Of course, tackling the war question demands a bit more delicacy and finesse. But my answers need not and should not be contrived. For although it is clearly understood that children think in a different way than adults, the more I ponder and clarify how to address my daughter’s questions the more I am struck by the universal applicability of a child’s basic concerns. The common feature in most experts’ advice about how to discuss war with children is that we must reassure them that they are safe, while acknowledging the existence of violence, evil and danger in the world. This parental balancing act, it seems to me, is apposite to more than just children. Aren’t we all striving in times like these for a kind of equilibrium that will enable us to function, even thrive and grow, not despite reality but in and through it?
Easier said than done. Learning to live with contradiction is an essential part of maturation; indeed, the capacity to hold opposing truths in one’s mind is crucial to appreciating the most exacting concepts, the subtlest ideas and the richest aspects of human experience. But teaching a child to accept contradiction, I am finding, feels a lot like evasion or outright lying. Sometimes the language one is tempted to employ reminds me of a Defense Department briefing, in which informing and reassuring take the form of condescending banalities that skirt the truth and elide fundamental questions. Advice in a brochure sent home from my daughter’s school exhorting parents to “help children feel safe despite our lack of trust in the world” and “to live a normal life in spite of our fears” could have been lifted from any number of public statements by Attorney General John Ashcroft—a man whose tenure in office has been characterized by treating citizens like children.
And so I confront two of the great questions not only of our time, but of all time: How does one explain war to children, and how can we tell our children or ourselves with a straight face to “feel safe despite our lack of trust in the world”? To claim security in any but the most superficial way has always been an exercise in self-delusion. And since sometime in the third chapter of Genesis, “a normal life” has meant negotiating fear. If the underlying message is to feel safe and normal, and if safety and normalcy are set against the world—and our fears of and mistrust toward it—then have we not already ceded control of our children’s minds and hearts to black-and-white distinctions? Simplifying the truth is essential to preparing a child for the world; oversimplifying half-truths, while also preparing a child for the world, does so in favor of shallow opposition at the expense of genuine complexity.

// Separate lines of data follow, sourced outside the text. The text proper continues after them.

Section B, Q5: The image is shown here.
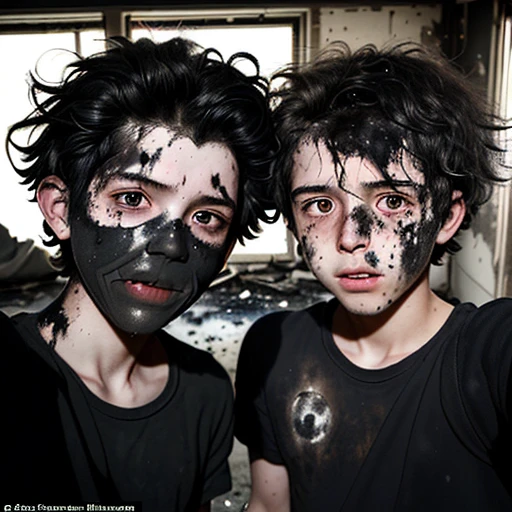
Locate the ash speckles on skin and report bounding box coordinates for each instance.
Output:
[364,251,379,268]
[292,391,332,444]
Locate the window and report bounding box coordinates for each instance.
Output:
[0,15,105,245]
[0,8,309,261]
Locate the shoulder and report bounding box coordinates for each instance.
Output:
[238,301,334,373]
[159,330,231,389]
[461,298,512,348]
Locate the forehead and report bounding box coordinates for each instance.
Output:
[136,127,238,181]
[291,139,425,189]
[94,126,238,188]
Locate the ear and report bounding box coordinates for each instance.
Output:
[436,190,466,245]
[36,175,71,240]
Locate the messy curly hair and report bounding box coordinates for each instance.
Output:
[272,42,504,264]
[6,37,276,274]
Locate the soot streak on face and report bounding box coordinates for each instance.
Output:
[300,235,316,265]
[350,205,373,238]
[364,251,379,268]
[140,148,163,174]
[212,173,231,201]
[398,217,438,277]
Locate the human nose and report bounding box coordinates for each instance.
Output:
[338,204,373,252]
[146,219,189,262]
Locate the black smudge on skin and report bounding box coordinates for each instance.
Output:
[37,290,70,349]
[300,235,316,263]
[399,220,438,277]
[140,151,150,167]
[350,205,374,238]
[212,173,231,201]
[149,148,163,172]
[364,251,379,268]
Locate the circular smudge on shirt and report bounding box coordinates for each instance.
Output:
[292,391,332,443]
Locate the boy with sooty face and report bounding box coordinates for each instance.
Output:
[235,45,512,512]
[1,38,275,512]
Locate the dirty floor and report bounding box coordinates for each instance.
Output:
[0,265,330,512]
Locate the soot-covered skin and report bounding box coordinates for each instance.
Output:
[65,127,238,334]
[292,140,441,315]
[71,211,227,333]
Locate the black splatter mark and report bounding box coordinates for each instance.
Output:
[300,236,316,262]
[38,296,70,348]
[140,151,150,167]
[364,251,379,268]
[350,205,373,238]
[212,173,231,202]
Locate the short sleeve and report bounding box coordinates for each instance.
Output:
[235,313,284,464]
[442,299,512,464]
[201,364,233,503]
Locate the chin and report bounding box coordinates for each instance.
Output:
[338,298,394,317]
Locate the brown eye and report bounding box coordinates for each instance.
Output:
[114,192,145,208]
[195,212,213,224]
[316,199,332,213]
[386,196,404,210]
[124,192,142,208]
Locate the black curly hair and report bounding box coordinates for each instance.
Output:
[6,37,276,274]
[272,42,505,264]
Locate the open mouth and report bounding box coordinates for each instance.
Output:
[124,281,173,304]
[338,271,381,292]
[341,273,376,279]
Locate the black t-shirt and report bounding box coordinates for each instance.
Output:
[235,299,512,512]
[2,314,233,512]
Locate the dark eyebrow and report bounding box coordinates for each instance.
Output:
[361,180,418,189]
[291,185,331,201]
[112,172,236,210]
[110,172,169,190]
[198,194,236,210]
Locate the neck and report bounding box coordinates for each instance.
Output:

Which brings us back to Beethoven. For centuries, great art—even just good art—has embraced contradiction en route to enriching our minds and emboldening our spirits. Facing our fears does not mean normalizing them. Beethoven’s Ninth Symphony has captivated generations of listeners not in spite of its teeming, formidable character but because of it. Children are neither miniature adults nor icons of innocence, just as adults are neither overgrown children nor keepers of The Truth. Simplistic dichotomies mire the mind in ideology and are anathema to the fecund complexity inherent in beauty and mystery alike. Music changes the world the way a child changes its parent: by shining a small, pure light on an unfathomable truth without apparently contriving to do so.